Overview of the Ethernet Protocol and its types

Ethernet is one of the oldest LAN technology but still the most popular and the most widely used one in LAN environments. It is used in almost all networks including home, office, universities and enterprise networks. Of late, due to its higher rates over longer distances through optical media, it has gained popularity also as a WAN technology too.
Ethernet is basically a
  • next hop carrier data link layer protocol for carrying network layer packets between adjacent hops
  • a connectionless best effort data link layer protocol. That means it does not have the LLC layer functionality of logical links and applications should rely on the higher layers to provide reliability functionality.
  • For shared lines (e.g. bus), Ethernet supports the media access control (MAC) functionality through the use of the standard CSMA/CD protocol.
  • It supports error detection through CRC and flow control through PAUSE frames.
  • It does not support reliability and error correction
  • Its powerfulness comes due to its support for a wide variety of physical layer protocols, physical media, line rates and topologies (bus, star, point to point).
  • Its wide adaptability comes from its simple nature (connectionless, best-effort delivery approach) , backward compatibility between different variants (like FE, GigE etc.) and cheap cost of hardware implementation.
  • It supports half and full duplex mode of communication, though half duplex mode is outdated now.
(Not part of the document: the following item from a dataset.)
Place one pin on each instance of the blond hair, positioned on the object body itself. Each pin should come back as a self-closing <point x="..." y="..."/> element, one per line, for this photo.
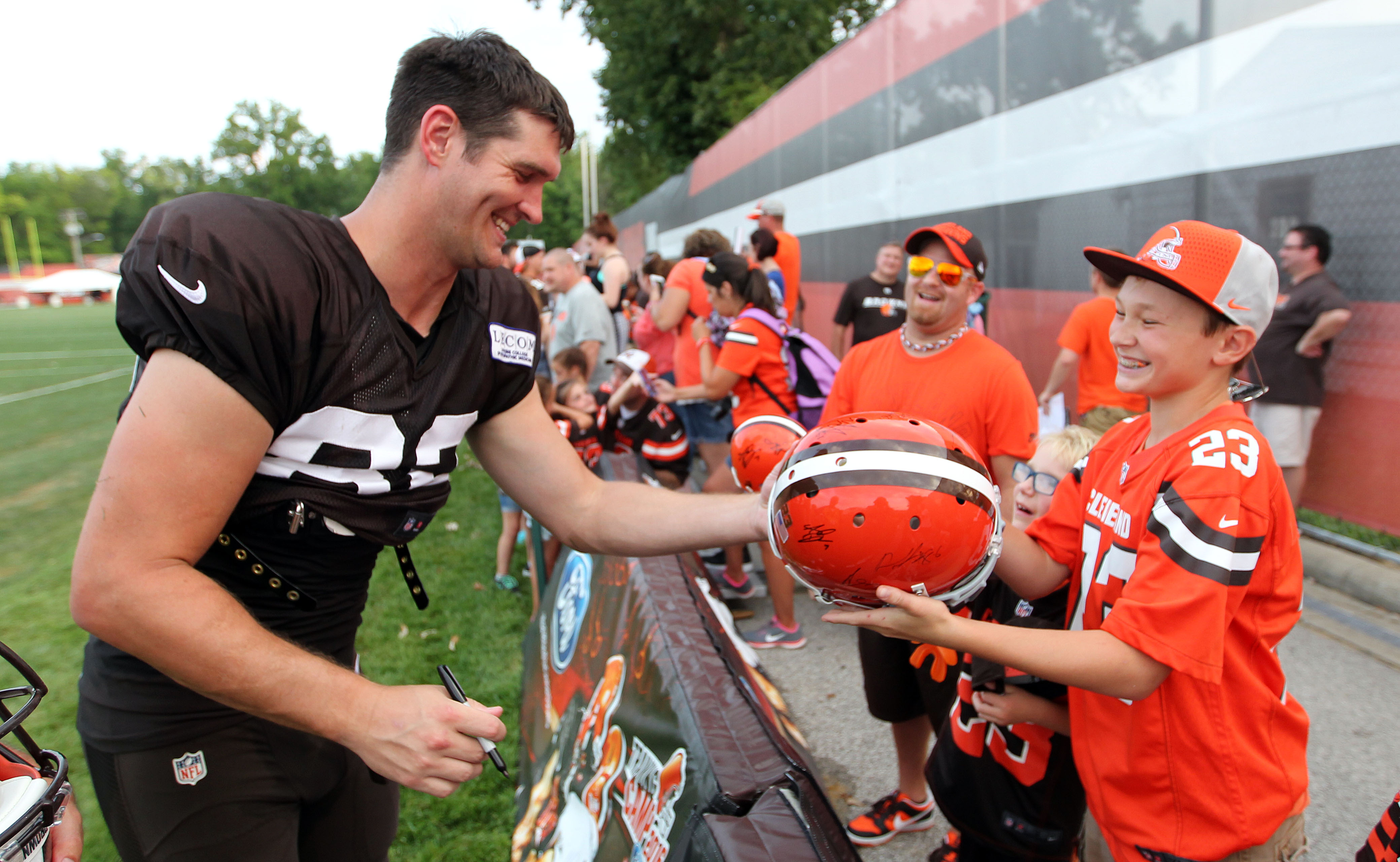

Basic Frame Structure of Ethernet

Ethernets framing structure follows the general data link layer frame structure, with fields for frame boundaries, addressing, protocol multiplexing, data and error detection (CRC). A typical Ethernet frame format is given in the diagram below:
A typical Ethernet Frame

A typical Ethernet Frame

As shown in the diagram, an Ethernet frame consists of the following fields:
  • A 7 byte repeated pattern of the value 10101010 named as Preamble, used to synchronize the receiver’s clock with that of the sender’s clock
  • A 1 byte Start-Of-Frame with value 10101011, to indicate to the receiver that the actual frame fields starts from the next byte after this special byte.
  • A 6 byte destination MAC address identifying the destination node of the frame at the data link layer
  • A 6 byte source MAC address identifying the sending node of the frame at the data link layer
  • An optional 4 byte VLAN header tag identifying the VLAN to which the frame belongs. This field is optional and is present only if VLANs are used in the network.
  • A 2 byte protocol type field containing the type of the layer 3 packet contained in the frame
  • A variable length DATA field that contains the actual L3 payload. The maximum length of this field is limited to 1500 bytes for normal ethernet frames, but can go upto higher values (around 9000 bytes) for special frames known as jumbo frames.
  • An optional padding field filled with value all zeros, used mainly to maintain a minimum Ethernet frame length. This is used only in cases where the DATA field is lesser than 46 bytes. An Ethernet frame has to be of minimum length equal to 64 bytes, including the 18 byte Ethernet header.
  • A 4 byte CRC field used for error detection purposes.
  • A normal Ethernet frame header is 18 bytes long, including the 4 byte CRC. 

Variants of Ethernet

There are different variants of Ethernet like 10Mbps Ethernet,100Mbps ( Fast Ethernet -FE),1000Mbps ( Gigabit Ethernet -GigE), 10 GigE, 100 GigE etc., mainly based on the data rate. WIthin each variant, there are multiple sub-types like 10Base2, 10BaseT, 1000BaseT etc., based on the type of the underlying physical media, the cable type, the maximum distance supported etc.
The following hold true for the different variants of Ethernet:

  • Framing structure remains the same across all variants, thereby enabling backward compatibility and allowing connectivity between Ethernet interfaces with different maximum speeds.
  • Main difference comes at the physical layer based on the following attributes
    • Maximum interface speed (10Mbps, 100 Mbps, 1000 Mbps, 1000Mbps, 10000Mbps etc.)
    • Line Encoding Techniques (e.g. Manchester encoding, 4B/5B encoding, 8B/10B encoding etc.)
    • Media types used (it can either be copper or optical)
    • Cable Types & Connectors (E.g. Cat2, Cat5, Cat 6 etc.)
    • Max Distance Separating nodes in the network (e.g. 10 metres, 20 meters, 100 meters etc.)
  • MAC is based on the CSMA/CD protocol


In all the variants of the Ethernet, CSMA/CD is the standard media access control collision resolution protocol used. CSMA/CD  is used mainly in bus topologies and in half duplex modes, where multiple nodes share the same bus and thereby contend for a channel. Basically CSMA/CD is based on:

 CSMA (Carrier Sense Multiple Access) – Each end node starts transmitting only if the line is not busy already, by looking for the presence of a carrier signal
 CD ( Collision Detection) – If the value of the signal voltage  transmitted on the line by a node is different from the line voltage appearing on the line, then the end node detects this as a collision. It immediately sends a special signal called as a JAM signal and stops further transmission of the current frame. Once a collision is detected, an end node uses an exponential backoff algorithm before it attempts retransmission.